PALE AS A CORPSE AND breathing heavily, the knight eases onto the trestle table, then the jailor helps him lie down. He closes his eyes, and it is clear that even this small amount of activity has cost him much. Merde. It is just as well I am not returning to Nantes because this man will need every ounce of my paltry healing skills—and a bit of the gods’ own luck—in order to make it to Rennes. If he dies on the road, then I will have well and truly nothing for all my work and sacrifice. I snag a bucket from a hook on the wall and thrust it at the jailor. “Here. We’ll need water to finish washing him. And fetch the two bundles left in the cart.”

Without questioning me, he takes the bucket and heads back outside into the rain. I take a tinderbox from one of the bundles I brought in and move to the fireplace to start a fire. The clouds overhead will likely mask any smoke that manages to clear the treetops. Even so, I build only a small fire, just enough to heat some water for the poultices I must make up for the knight’s wounds.

When the jailor returns, he sets the two bundles next to the others, then busies himself pouring water from the bucket into a battered old tin pot. I thrust a wad of cloth in his hand. “Finish washing him so that I may tend his injuries. Cut away his garments if you have to.” Again the jailor does what I ask, and I begin to relax somewhat.

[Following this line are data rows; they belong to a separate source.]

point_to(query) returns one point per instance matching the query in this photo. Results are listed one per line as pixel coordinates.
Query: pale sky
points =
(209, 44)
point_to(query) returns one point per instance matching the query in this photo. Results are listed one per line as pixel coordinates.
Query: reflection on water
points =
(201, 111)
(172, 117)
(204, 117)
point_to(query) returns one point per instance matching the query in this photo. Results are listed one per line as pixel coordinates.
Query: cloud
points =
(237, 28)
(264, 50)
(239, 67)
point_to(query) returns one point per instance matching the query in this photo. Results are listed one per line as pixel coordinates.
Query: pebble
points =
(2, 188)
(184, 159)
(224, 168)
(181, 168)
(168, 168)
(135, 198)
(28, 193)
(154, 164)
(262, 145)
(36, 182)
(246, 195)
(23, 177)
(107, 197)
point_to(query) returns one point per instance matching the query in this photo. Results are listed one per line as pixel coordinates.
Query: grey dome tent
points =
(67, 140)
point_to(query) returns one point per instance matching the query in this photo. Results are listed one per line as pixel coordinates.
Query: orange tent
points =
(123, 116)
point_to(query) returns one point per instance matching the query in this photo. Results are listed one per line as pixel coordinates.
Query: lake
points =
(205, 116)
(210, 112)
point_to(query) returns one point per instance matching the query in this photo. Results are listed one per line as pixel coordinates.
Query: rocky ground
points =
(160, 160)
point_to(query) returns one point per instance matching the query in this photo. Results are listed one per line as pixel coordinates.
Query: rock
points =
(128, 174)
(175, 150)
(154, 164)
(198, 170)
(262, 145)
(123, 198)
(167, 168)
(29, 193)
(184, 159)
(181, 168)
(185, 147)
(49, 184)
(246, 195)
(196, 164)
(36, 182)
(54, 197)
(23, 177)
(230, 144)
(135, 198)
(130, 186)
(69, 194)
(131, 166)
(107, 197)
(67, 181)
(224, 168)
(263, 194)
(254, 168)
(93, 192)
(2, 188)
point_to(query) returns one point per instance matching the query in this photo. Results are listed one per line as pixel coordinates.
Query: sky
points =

For the next little bit, we work in companionable silence, the jailor washing the prisoner, the prisoner gathering the strength to ask all the questions I can feel swirling in his head, and myself mixing the powdered elm bark and mustard with the boiling water and praying the damage to his body is not too far beyond my skill.

When my preparations are done, I slowly rise. It is time to see just how dire his situation is.

The man’s feet jut over the edge of the table, and his face, still ashen beneath the black and green bruises, is as cheerfully ugly as any I have ever seen. His cheeks are pockmarked, and a long scar puckers one side of his face. His nose has been broken—more than one—and he has a notch in one ear. None of which will improve once the swelling and bruising go down.

His body is as thick as a boar’s, with bulging ropes of muscle and sinew. If a sculptor wanted to bring brute strength to life, he would carve a body such as this. Nearly all of it is covered in some sort of scars, the red, angry recent ones mingling with the silvery white of the older.